Posted on 24 Nov 2008, 18:43 by muggins
wget
wget -m http://www.etc mirrors the address locally, with linlks converted.


Posted on 24 Nov 2008, 18:47 by muggins
Re: wget
I should have added the real address:

wget -m http://valadoc.org/


Posted on 24 Nov 2008, 21:40 by kirk
httrack
Ya, httrack is very slick. I used it to copy a web site with tons of links and flash videos.



Posted on 25 Nov 2008, 5:53 by BarryK
Broken links
I should have been more specific about the problem in the original post. It doesn't matter whether I use -k, -m, -r or whatever with wget, nor does httrack help.

The links in the downloaded pages are broken.

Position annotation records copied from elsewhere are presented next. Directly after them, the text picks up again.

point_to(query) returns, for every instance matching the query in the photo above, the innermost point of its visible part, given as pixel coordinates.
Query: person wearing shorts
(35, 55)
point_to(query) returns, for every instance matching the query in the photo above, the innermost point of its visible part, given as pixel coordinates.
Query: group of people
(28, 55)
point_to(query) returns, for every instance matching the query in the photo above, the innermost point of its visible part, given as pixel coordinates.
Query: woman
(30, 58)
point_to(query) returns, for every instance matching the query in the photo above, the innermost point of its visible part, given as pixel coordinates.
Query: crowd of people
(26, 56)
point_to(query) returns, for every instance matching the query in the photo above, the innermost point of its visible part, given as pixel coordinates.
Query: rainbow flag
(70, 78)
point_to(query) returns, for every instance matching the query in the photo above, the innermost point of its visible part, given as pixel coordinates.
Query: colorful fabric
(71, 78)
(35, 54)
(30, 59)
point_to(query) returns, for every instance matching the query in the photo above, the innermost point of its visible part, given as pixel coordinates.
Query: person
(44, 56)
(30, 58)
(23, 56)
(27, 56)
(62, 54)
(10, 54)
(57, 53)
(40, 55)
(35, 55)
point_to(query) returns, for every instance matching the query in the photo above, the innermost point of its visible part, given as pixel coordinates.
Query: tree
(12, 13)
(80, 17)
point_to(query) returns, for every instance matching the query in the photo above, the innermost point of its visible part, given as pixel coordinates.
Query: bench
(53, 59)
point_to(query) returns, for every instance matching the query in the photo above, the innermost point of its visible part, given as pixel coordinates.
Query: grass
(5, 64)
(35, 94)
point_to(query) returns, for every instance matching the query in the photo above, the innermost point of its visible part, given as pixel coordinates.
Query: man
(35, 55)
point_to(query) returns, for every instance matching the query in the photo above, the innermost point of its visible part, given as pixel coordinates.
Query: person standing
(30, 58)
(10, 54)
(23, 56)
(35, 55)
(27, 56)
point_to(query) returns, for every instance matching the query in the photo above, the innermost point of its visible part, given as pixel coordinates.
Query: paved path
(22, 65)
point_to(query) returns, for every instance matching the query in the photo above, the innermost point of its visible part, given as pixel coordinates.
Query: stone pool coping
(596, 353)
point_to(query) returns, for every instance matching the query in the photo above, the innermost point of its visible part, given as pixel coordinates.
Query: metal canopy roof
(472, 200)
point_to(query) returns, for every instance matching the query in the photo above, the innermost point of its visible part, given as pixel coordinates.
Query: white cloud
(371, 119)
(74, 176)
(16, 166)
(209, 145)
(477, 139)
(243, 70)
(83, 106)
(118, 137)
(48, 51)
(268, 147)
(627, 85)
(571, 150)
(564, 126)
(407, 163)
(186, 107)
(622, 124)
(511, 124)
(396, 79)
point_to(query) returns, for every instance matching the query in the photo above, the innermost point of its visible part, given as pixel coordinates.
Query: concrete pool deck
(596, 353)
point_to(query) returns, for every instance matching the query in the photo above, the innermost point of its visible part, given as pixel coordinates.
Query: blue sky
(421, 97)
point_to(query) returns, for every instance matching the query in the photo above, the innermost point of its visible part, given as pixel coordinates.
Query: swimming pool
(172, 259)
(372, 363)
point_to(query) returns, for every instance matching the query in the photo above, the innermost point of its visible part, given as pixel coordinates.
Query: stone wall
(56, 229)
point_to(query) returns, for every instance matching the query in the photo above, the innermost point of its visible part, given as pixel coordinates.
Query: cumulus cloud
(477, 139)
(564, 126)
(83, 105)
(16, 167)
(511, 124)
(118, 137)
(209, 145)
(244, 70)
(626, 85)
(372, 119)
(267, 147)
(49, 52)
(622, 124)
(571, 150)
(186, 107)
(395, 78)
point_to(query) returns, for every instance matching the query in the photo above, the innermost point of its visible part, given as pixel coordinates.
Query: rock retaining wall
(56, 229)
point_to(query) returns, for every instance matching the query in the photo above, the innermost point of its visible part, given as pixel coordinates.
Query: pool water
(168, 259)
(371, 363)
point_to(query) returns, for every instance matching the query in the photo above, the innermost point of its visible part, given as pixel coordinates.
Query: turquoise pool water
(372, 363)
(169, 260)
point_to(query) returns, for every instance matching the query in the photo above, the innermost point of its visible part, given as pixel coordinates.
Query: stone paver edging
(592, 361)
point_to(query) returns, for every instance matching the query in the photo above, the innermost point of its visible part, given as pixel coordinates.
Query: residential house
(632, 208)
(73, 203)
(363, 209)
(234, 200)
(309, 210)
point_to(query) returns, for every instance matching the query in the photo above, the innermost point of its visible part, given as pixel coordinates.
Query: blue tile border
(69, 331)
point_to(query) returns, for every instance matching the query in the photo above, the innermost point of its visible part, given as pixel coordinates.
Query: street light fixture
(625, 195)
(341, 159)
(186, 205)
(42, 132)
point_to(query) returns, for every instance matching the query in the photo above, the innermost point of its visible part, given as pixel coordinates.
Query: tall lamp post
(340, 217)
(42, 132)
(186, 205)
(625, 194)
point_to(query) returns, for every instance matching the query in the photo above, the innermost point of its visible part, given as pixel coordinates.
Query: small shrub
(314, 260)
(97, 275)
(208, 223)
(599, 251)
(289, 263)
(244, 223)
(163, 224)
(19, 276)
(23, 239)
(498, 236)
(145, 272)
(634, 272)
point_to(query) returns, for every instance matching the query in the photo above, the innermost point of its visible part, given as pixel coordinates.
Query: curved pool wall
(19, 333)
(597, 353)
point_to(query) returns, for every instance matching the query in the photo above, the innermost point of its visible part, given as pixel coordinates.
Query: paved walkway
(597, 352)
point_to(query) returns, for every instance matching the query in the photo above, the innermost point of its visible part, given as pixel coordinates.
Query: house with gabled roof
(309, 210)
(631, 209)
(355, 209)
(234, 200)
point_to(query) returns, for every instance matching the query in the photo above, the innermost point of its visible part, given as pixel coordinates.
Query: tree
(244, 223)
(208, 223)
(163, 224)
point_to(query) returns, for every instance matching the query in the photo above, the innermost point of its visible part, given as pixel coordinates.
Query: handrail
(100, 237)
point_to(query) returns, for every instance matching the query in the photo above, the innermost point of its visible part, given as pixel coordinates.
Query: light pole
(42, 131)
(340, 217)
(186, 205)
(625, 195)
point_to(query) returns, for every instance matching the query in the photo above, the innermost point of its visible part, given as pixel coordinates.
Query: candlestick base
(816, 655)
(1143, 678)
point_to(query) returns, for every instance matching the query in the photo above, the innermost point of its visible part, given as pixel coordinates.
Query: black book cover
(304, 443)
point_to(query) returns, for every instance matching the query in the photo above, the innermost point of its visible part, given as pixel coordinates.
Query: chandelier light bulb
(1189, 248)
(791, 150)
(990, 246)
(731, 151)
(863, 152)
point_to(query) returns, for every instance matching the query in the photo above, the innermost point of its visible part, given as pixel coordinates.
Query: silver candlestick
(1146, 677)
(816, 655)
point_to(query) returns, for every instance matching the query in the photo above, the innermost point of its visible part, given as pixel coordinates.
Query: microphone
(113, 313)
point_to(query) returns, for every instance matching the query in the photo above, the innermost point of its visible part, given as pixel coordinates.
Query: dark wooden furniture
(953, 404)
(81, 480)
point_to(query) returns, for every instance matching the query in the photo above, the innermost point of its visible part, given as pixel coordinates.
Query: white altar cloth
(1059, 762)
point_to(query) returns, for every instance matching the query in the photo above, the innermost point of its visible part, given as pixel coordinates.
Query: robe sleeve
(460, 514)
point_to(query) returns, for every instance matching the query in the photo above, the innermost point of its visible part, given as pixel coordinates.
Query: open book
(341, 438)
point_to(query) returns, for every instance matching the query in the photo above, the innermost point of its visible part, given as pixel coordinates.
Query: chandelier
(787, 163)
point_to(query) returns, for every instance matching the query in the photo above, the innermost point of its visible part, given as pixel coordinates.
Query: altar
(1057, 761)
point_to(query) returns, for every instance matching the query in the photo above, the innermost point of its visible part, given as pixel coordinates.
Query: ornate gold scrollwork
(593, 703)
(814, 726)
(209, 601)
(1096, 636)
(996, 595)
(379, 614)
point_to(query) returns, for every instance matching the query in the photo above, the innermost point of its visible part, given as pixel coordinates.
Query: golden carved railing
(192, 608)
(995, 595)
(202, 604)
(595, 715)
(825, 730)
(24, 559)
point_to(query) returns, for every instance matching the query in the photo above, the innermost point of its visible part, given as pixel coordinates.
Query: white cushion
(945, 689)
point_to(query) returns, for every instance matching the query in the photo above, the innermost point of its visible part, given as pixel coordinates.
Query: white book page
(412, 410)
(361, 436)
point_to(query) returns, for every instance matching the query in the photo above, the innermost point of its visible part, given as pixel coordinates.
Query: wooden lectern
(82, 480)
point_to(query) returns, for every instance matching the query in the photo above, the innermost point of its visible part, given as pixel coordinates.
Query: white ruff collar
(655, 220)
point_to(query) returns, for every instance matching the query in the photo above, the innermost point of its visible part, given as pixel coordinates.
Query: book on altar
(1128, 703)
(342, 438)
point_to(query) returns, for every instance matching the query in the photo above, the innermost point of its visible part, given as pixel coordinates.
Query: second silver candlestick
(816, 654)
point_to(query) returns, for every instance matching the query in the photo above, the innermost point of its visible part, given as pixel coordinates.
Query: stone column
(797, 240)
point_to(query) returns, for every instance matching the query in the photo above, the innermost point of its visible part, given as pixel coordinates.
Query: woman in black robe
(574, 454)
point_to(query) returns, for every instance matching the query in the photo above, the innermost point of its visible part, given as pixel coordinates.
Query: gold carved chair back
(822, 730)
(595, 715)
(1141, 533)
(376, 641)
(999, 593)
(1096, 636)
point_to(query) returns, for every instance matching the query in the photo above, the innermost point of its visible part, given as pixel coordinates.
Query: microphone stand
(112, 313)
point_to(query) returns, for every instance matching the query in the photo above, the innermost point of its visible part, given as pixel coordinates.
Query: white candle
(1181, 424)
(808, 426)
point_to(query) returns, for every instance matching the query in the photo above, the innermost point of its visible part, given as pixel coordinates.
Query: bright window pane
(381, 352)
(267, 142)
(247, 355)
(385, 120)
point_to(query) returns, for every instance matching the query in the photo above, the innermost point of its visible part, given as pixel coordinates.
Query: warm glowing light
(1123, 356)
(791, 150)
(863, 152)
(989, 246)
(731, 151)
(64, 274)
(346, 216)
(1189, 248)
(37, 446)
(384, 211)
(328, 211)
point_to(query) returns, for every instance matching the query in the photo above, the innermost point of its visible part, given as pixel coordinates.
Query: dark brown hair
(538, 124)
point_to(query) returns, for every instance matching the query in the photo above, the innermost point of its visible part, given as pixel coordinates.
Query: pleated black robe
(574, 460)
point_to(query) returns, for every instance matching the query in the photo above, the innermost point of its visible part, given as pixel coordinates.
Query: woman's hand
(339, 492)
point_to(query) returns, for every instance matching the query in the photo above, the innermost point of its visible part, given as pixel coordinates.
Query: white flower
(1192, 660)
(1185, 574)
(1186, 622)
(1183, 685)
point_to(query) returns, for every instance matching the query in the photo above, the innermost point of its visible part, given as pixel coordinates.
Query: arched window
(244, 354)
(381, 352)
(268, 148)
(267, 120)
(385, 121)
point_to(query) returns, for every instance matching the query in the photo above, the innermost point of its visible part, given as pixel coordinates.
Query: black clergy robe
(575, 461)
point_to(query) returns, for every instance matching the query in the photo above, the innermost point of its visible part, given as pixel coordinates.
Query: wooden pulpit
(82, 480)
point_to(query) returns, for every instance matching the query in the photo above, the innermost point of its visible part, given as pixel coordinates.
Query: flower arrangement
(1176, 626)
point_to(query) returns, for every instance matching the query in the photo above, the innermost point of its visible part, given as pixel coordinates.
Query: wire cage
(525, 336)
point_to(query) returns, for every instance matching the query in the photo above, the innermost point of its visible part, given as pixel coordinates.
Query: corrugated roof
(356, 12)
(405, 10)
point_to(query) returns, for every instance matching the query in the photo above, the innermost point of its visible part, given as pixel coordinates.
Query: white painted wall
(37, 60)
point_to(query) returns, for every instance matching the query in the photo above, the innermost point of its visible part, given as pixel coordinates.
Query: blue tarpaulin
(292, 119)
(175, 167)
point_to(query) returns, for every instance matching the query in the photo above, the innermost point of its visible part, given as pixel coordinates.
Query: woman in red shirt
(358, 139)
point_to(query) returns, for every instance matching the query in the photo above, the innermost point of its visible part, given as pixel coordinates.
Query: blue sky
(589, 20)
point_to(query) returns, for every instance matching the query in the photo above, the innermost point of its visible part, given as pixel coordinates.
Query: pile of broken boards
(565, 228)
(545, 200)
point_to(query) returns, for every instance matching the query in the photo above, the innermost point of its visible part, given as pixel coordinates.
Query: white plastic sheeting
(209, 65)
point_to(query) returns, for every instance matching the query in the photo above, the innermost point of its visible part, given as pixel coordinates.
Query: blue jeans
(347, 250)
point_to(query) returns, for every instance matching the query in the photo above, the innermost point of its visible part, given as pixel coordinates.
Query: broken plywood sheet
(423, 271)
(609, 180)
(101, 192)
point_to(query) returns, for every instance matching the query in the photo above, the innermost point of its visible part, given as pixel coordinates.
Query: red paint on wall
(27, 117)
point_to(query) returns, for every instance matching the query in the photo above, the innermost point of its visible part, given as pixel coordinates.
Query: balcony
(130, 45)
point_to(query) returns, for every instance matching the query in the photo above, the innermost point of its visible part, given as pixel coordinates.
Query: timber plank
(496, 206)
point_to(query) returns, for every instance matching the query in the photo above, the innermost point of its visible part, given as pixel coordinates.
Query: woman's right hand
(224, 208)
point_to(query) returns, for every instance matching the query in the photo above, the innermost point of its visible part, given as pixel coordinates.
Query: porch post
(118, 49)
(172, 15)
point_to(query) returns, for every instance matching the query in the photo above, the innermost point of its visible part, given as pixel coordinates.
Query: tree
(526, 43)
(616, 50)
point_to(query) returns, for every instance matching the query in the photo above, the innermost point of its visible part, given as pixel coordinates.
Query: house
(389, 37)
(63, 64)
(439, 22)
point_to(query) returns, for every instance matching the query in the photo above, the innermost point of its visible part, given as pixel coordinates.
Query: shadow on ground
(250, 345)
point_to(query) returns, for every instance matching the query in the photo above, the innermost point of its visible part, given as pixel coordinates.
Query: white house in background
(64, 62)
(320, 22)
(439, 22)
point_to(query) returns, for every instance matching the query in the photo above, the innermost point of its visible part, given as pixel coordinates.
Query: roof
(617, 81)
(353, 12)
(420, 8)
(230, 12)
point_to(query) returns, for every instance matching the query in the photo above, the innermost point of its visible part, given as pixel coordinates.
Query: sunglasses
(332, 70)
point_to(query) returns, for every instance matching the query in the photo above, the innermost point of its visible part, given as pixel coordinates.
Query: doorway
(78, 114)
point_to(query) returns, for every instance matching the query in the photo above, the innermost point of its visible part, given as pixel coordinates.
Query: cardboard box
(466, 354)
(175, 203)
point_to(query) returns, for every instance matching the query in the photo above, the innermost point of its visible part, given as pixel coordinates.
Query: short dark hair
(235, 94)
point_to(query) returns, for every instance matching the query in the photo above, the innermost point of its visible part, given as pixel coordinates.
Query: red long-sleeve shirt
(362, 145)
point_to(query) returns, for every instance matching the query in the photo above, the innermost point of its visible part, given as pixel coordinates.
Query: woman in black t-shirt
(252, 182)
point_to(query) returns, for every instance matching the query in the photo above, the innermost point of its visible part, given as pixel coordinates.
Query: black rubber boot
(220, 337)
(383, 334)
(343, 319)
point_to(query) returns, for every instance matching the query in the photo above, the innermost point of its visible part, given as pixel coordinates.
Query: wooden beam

As dougal commented, I'll have to use sed. wget names the pages like this:

index.html?path=cairo::Cairo::Path
index.html?path=cairo::Cairo::PathData
index.html?path=cairo::Cairo::PathDataHeader
index.html?path=cairo::Cairo::PathDataPoint
index.html?path=cairo::Cairo::PathDataType

And the links in the pages are named accordingly. But the browser doesn't like links to pages with those weird characters in them. I can probably fix it by doing a batch renaming of all the files, then use sed to rename all links in the pages.


Posted on 25 Nov 2008, 14:04 by us
more wget
wget -r -k -E -l 8 http://www...

- 8 levels
- recursive
- convert links
- archive


Posted on 26 Nov 2008, 10:33 by kirk
httrack
Barry,

Did you try the latest version of httrack? I just downloaded 125mb of the valdoc site, all the links I tried worked, though I didn't download the whole site.




Posted on 26 Nov 2008, 21:00 by BarryK
Re: httrack
kirk,
thanks for testing httrack on valdoc.org. Ok, I'll give it a go. I did start to use the .pet you uploaded, but the links seemed wrong. But I stopped anyway due to the limited monthly bandwidth on my home satellite connection.

I'll be in Perth by end of this week. One of my relatives has a 40GB monthly limit, so I'll download from there.